Sorry to be quiet today. I got locked out of my blog and couldn't get back in. These cyber offices are not for the forgetful. Write passwords down and put them someplace besides the pile of papers on your desk.
It's late, but here are a few things you should know: tomorrow the school book fair begins, and this year it differs from previous years in that the books are all local! (A thousand clapping hands.) School librarian Linda Moyer has teamed up with the Heywoods at the Babbling Book to bring you lots of great books for children and teens, and as a super-duper Save the Sales special, the bookstore will be giving 20 % of all book sales (that's anything in the store) to the school for materials in the library and school literacy programs from Dec.2-Dec.9. The store is open 11-5 every day, and Linda is even volunteering to be there Sunday. It is a huge win-win.
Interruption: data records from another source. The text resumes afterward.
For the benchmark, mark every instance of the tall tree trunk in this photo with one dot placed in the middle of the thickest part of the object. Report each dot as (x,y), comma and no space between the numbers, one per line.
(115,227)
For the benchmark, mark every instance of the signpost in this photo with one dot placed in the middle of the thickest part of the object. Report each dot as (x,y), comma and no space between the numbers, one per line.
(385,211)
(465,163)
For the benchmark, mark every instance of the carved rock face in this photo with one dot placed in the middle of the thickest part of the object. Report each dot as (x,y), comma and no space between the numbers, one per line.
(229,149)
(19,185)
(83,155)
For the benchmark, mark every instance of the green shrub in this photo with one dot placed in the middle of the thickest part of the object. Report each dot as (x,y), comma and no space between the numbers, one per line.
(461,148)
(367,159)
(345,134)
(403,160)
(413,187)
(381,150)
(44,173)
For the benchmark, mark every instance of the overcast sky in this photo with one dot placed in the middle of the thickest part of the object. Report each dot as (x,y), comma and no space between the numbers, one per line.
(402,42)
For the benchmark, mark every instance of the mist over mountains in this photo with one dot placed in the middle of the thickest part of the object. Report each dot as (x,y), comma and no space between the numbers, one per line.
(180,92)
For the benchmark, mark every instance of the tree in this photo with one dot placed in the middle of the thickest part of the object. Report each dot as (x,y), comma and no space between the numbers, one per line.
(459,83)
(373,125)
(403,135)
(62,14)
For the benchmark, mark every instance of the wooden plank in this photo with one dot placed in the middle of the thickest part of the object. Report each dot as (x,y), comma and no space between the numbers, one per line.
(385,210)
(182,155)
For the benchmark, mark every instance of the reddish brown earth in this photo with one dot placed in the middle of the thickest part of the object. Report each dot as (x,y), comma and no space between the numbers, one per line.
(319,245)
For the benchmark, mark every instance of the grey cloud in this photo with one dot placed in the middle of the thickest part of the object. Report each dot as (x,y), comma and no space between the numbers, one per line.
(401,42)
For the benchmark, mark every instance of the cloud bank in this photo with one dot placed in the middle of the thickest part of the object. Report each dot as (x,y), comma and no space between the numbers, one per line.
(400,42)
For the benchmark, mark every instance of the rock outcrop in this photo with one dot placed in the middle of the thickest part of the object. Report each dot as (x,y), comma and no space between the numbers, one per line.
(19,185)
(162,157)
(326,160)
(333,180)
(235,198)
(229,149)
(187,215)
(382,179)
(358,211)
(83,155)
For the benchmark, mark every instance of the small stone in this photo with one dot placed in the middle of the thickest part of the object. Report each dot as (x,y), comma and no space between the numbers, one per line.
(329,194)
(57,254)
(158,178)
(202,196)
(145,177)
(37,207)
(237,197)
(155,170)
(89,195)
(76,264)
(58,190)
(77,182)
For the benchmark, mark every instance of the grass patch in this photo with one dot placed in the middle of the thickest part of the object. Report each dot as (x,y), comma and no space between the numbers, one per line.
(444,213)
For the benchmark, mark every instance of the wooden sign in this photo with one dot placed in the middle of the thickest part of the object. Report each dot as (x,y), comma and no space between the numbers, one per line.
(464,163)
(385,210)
Please stop in and buy something for yourself or someone you care about this week.
And, now that I have recovered from the flu, I had a chat with the public health nurse. As of today she has H1N1 vaccines for everyone who wants one, and enough seasonal flu vaccine to go around. She said even though I've had a flu, I should get the shots anyway. I hate shots, and am wary of vaccines. But she convinced me for my new grandbaby-to-be's sake (and for all the precious infants in town). Babies can't be immunized before they are six months old, so we adults must take care not to spread the flu. Call the public health office for an appointment. The H1N1 costs 27 dollars, the seasonal flu shot is free.
I'm a little hungry, and that's a good thing. I attended the simple meal tonight at the school, it was fundraiser for the local food bank, and for five dollars I got a small bowl of really good salmon chowder and a thin slice of really good home baked bread and an admonishment not to eat more tonight, as this is more than about half the world eats on any given evening. Food for thought to say the least. The most painful statistic shared by organizer Mardell Gunn was that 28% of all Alaskan children go to bed hungry every night. The most alarming was that over 50% of the produce raised in the U.S. is spoiled or wasted before it can be consumed.